Un petit exemple. De passage récemment à Ottawa, j’ai eu l’audace, l’inconscience, appelez ça comme vous voudrez, de m’adresser en français à deux employées de la LCBO, l’une dans la cinquantaine, l’autre dans la vingtaine. Si elles avaient pu me lancer des bouteilles à la figure, je serais sûrement défiguré aujourd’hui. Le ton glacial de leurs réponses a dû faire tomber de plusieurs degrés la température ambiante du magasin.
Pourtant, le LCBO (Liquor Control Board of Ontario) est un organisme public relevant du gouvernement ontarien. Et nous étions à Ottawa et non dans une lointaine bourgade perdue au fin fond des bois. Si la ville d’Ottawa, capitale du Canada, ne donne pas l’exemple, pourquoi alors les entreprises commerciales, publiques et privées, se décarcasseraient-elles pour satisfaire, sur son territoire, une clientèle parlant français?

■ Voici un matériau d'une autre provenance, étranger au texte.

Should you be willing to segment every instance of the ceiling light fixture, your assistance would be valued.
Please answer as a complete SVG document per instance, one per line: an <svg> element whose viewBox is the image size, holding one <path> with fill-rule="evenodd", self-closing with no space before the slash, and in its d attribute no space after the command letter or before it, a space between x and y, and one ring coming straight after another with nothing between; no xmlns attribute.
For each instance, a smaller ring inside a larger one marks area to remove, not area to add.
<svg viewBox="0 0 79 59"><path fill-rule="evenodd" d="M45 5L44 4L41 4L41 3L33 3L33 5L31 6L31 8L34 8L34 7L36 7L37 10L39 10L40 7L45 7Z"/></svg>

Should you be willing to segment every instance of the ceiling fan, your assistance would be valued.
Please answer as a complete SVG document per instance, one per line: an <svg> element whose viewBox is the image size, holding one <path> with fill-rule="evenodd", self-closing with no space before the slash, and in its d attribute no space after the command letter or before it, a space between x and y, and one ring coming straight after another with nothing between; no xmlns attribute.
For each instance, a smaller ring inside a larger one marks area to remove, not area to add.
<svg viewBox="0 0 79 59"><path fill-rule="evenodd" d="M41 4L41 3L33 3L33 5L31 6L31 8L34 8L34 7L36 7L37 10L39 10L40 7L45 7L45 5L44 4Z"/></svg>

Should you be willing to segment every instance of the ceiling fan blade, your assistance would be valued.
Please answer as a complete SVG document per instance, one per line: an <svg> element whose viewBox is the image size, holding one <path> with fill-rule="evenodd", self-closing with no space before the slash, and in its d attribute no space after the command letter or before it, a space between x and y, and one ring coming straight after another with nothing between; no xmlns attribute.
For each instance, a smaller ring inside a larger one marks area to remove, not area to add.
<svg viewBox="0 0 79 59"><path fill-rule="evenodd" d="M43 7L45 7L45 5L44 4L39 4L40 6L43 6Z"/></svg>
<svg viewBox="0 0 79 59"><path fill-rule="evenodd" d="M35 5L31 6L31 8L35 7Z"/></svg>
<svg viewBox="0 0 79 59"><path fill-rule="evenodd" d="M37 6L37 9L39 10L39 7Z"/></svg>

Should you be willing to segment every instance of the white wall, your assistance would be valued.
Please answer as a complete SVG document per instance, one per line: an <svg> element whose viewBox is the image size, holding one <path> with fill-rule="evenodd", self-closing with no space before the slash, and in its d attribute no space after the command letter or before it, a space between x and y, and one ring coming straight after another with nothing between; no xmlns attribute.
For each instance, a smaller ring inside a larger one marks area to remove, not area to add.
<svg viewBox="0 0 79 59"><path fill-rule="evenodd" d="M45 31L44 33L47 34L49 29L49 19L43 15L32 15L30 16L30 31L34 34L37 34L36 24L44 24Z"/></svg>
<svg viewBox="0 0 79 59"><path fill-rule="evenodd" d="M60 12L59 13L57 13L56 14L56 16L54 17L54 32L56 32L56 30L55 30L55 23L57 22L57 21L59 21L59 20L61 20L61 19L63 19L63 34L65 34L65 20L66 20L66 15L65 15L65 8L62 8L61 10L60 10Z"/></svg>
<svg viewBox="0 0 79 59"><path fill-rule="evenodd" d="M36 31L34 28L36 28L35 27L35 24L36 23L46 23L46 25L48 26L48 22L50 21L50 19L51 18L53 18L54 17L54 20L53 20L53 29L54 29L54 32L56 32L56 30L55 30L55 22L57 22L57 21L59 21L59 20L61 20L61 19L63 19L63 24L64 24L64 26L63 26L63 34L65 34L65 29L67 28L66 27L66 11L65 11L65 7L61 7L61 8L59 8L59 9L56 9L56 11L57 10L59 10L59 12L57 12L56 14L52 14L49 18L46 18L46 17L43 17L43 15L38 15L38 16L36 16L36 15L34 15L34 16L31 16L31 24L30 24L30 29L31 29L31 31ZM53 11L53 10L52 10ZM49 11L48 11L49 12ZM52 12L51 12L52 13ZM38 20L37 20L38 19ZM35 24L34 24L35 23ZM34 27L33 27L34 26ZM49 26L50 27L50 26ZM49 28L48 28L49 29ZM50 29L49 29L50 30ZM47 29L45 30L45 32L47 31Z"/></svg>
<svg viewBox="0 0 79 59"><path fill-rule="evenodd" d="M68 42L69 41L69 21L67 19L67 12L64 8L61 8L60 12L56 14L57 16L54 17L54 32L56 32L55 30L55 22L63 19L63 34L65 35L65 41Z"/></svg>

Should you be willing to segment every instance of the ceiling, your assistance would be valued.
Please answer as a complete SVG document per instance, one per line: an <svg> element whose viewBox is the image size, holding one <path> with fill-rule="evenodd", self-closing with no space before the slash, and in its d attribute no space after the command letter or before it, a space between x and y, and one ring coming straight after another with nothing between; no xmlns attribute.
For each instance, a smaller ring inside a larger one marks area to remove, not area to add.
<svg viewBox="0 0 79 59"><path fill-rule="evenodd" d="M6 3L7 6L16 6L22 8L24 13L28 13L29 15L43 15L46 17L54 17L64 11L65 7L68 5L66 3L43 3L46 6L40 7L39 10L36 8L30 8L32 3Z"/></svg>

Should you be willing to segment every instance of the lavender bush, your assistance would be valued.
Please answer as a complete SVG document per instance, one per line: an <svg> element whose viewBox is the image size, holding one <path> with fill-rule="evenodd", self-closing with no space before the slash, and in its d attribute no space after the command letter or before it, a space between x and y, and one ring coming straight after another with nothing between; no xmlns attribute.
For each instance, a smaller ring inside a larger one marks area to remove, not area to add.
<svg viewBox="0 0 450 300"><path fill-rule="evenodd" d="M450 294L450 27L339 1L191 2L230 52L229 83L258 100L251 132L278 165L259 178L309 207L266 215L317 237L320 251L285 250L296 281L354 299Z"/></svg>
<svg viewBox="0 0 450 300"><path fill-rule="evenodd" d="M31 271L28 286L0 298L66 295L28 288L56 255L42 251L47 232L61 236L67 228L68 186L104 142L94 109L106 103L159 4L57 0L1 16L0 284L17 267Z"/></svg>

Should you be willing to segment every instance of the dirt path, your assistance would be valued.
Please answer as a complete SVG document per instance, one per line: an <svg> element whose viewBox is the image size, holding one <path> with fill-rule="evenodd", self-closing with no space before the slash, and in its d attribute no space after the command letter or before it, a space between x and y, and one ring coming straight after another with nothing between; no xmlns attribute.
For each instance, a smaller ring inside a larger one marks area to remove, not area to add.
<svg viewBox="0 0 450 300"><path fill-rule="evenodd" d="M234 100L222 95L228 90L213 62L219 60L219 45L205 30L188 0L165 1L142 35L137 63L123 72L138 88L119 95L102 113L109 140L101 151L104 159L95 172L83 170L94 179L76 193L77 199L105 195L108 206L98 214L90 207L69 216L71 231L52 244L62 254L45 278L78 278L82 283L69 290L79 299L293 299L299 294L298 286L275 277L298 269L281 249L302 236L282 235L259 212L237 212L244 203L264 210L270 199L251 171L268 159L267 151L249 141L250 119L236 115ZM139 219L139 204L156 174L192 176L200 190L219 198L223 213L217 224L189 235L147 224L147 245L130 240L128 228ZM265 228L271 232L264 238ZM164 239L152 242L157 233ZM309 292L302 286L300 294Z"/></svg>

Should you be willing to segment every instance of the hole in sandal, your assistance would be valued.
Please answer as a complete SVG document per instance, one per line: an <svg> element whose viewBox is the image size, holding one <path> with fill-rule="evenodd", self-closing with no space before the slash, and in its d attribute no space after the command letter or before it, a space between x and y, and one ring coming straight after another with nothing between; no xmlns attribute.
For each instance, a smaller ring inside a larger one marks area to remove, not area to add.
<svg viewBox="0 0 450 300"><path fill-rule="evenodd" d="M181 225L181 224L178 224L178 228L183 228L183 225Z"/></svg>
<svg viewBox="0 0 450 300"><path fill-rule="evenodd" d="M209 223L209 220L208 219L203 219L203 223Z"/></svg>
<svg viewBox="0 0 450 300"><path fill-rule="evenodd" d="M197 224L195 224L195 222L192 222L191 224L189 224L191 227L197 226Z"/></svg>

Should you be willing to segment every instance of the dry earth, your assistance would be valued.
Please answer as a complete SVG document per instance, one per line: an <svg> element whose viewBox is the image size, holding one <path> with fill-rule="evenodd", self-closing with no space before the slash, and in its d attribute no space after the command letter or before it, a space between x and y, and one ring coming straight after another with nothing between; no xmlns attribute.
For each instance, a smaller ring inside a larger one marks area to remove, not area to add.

Quel est le message lancé aux visiteurs nationaux et étrangers? Que le Canada est un pays anglophone. Si c’est ce que pensent les édiles de la capitale, donnons raison aux partisans purs et durs d’un Canada: dépenser de l’argent pour offrir des services en français, c’est le jeter par les fenêtres.
Il n’y a pas là de quoi fouetter un chat, direz-vous. Au contraire, il s’agit de cohérence. Et de respect. Je suis un citoyen canadien mais je n’aimerais pas vivre quotidiennement à Ottawa. Plus encore: le débat n’est pas qu’interne au Canada: Ottawa est la capitale fédérale et ce qu’elle est officiellement sur le plan linguistique appartient, en vertu de cette réalité, à un cadre beaucoup plus vaste qui déborde les frontières du Canada.
Les visiteurs qui repartent d’Ottawa peuvent, sans se faire des problèmes de conscience, diffuser chez eux, donc sur la scène internationale, que le Canada est un pays anglophone, que sa capitale est anglophone. Ils auront pu voir çà et là des affiches en français... et les considérer comme des curiosités d’un autre âge.